Features of Insolvency and Bankruptcy Code 2016:

  1. Time Bound Insolvency resolution:

    • These processes will be completed within 180 days. 

    • If insolvency cannot be resolved, the assets of the borrowers may be sold to repay creditors.

  2. New Class of Professionals and New Agency:

    • The resolution processes will be conduced by licensed Insolvency Professionals (IP) who will be member of Insolvency Professional agencies (IPAs).

    • Insolvency Professional Agencies will furnish performance bonds equal to the assets of a company under Insolvency resolution.

  3. Information Utilities(IUs):

    • To collect, collate and disseminate financial information to facilitate insolvency resolution.

  4. Adjudication:

    • National Company Law Tribunal will adjudicate insolvency resolution for companies.

    • The Debt Resolution Tribunal (DRT) will adjudicate insolvency resolution for individuals.

  5. Regulator:

    • The Insolvency and Bankruptcy Board of India will be set up to regulate functioning of IPs, IPAs and IUs.

Issues with 2016 Insolvency and Bankruptcy Code:

  1. Capacity:

    1. Time bound resolution needs establishment of new entitites.

    2. Given the pendency and disposal rate of DRTs, their current capacity may be inadequate to take up the additional role.

  2. Too many institutions:

    1. Board will regulate IPAs who will regulate Insolvency professionals creates too many institutions which might lead to unnecessary delay and red tapism.

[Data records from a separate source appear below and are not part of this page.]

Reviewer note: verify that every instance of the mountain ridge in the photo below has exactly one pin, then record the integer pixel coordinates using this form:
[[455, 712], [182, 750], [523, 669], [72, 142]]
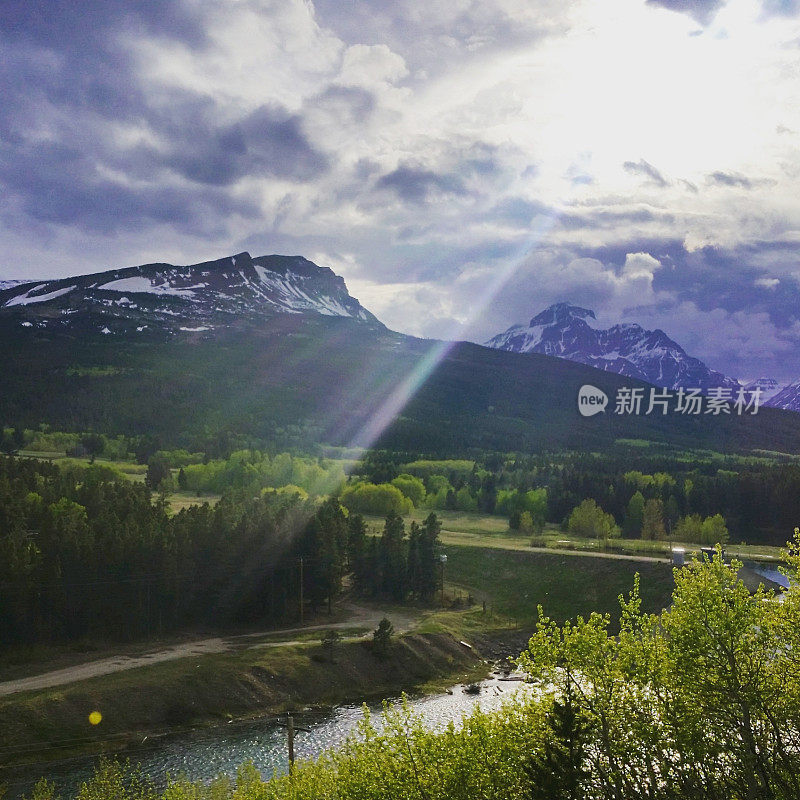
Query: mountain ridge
[[191, 298], [564, 331]]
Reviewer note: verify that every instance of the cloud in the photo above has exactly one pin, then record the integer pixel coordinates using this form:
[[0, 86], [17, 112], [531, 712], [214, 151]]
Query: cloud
[[416, 184], [267, 142], [730, 179], [647, 170], [767, 283], [781, 8], [702, 11]]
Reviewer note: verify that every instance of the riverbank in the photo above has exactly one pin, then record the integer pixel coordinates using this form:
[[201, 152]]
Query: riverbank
[[209, 689]]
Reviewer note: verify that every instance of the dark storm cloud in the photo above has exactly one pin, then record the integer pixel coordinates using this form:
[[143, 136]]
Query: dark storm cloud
[[646, 170], [58, 184], [431, 41], [713, 277], [730, 179], [64, 70], [701, 10], [416, 185], [69, 53], [267, 142], [781, 8]]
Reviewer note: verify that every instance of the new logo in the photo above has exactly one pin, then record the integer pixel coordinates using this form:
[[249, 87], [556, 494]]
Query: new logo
[[591, 400]]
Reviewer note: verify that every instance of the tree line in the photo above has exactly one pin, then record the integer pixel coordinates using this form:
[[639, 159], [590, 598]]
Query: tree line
[[84, 552]]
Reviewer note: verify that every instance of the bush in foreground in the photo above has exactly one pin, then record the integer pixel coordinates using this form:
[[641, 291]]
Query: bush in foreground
[[701, 701]]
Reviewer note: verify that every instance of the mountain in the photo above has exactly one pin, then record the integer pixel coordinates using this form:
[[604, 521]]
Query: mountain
[[768, 387], [195, 298], [788, 398], [572, 333], [276, 368]]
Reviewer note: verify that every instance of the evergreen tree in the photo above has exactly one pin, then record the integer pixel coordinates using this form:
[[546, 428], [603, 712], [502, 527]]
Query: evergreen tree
[[414, 573], [634, 516], [558, 773], [393, 557], [428, 556], [653, 520]]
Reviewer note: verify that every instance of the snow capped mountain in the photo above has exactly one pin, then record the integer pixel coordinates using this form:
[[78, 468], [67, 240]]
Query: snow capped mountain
[[768, 387], [194, 298], [571, 332], [787, 397]]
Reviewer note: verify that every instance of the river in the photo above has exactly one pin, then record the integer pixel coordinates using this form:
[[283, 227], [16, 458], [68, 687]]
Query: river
[[204, 754]]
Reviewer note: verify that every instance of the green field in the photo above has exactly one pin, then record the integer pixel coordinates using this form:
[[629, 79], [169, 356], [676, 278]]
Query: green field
[[515, 583]]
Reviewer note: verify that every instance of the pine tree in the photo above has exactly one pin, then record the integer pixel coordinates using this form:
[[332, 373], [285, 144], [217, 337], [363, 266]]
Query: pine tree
[[414, 579], [393, 557], [653, 520], [634, 516], [428, 556], [557, 773]]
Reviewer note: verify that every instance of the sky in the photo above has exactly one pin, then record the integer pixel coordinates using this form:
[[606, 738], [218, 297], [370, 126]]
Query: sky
[[463, 164]]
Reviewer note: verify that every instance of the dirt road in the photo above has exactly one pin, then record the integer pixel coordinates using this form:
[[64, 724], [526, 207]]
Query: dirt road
[[358, 617]]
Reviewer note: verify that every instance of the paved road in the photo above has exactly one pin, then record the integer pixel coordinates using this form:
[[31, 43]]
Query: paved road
[[359, 616]]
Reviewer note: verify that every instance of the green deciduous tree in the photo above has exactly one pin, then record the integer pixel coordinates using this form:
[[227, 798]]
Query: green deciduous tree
[[590, 521]]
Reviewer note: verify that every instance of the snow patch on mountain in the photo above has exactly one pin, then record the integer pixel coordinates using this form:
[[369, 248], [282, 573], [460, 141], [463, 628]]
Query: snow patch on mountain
[[571, 332]]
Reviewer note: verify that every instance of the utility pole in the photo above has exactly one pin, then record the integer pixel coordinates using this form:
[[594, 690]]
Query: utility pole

  3. The Code provides an order of priority to distribute assets during liquidation.  It is unclear why:

    1. Secured creditors will receive their entire outstanding amount, rather than up to their collateral value,

    2. Unsecured creditors have priority over trade creditors, and

    3. Government dues will be repaid after unsecured creditors.

  4. Information from information Utility:

    1. The Act creates multiple Information Utilities but fails to mention the procedure for getting information about a company.

  5. Insolvency  and Bankruptcy Fund:

    1. The bill creates a Insolvency and Bankruptcy fund but fails to specify the manner for utilization of money from this fund.

 Insolvency and Bankruptcy Code (Amendment) Bill 2017:

  1. The Bill prohibits certain persons from submitting a resolution plan in case of defaults.  These include:

    • Wilful defaulters,

    • Promoters or management of the company if it has an outstanding non-performing debt for over a year, and

    • Disqualified directors, among others

  2. Further, it bars the sale of property of a defaulter to such persons during liquidation.

Issues with Amendment:

  1. The Bill prohibits certain persons from submitting resolution plans or participating in the liquidation process.  One argument may be that these persons may be considered undesirable to take charge of the company.  However, this may reduce competition among applicants and result in lower recoveries for creditors.  

  2. A company that is liquidated ceases to exist, and the background of persons bidding for its assets may be irrelevant.

Structure of Insolvency and Bankruptcy Board:Organisational

  1. One Chairperson.

  2. Three members from Central Government officers not below the rank of Joint Secretary or equivalent.

  3. One member nominated by RBI.

  4. Five members nominated by the Central Government; of these, three shall be whole time members.

Benefits of Insolvency and Bankruptcy Code:

  1. It will help solve the Twin Balance Sheet problem plaguing Indian Economy.

  2. It will increase investment and help improve India's ranking in Ease of Doing Business Index.

  3. For Private sector employees, this will make the market more competitive and thus will lead to survival of the fittest.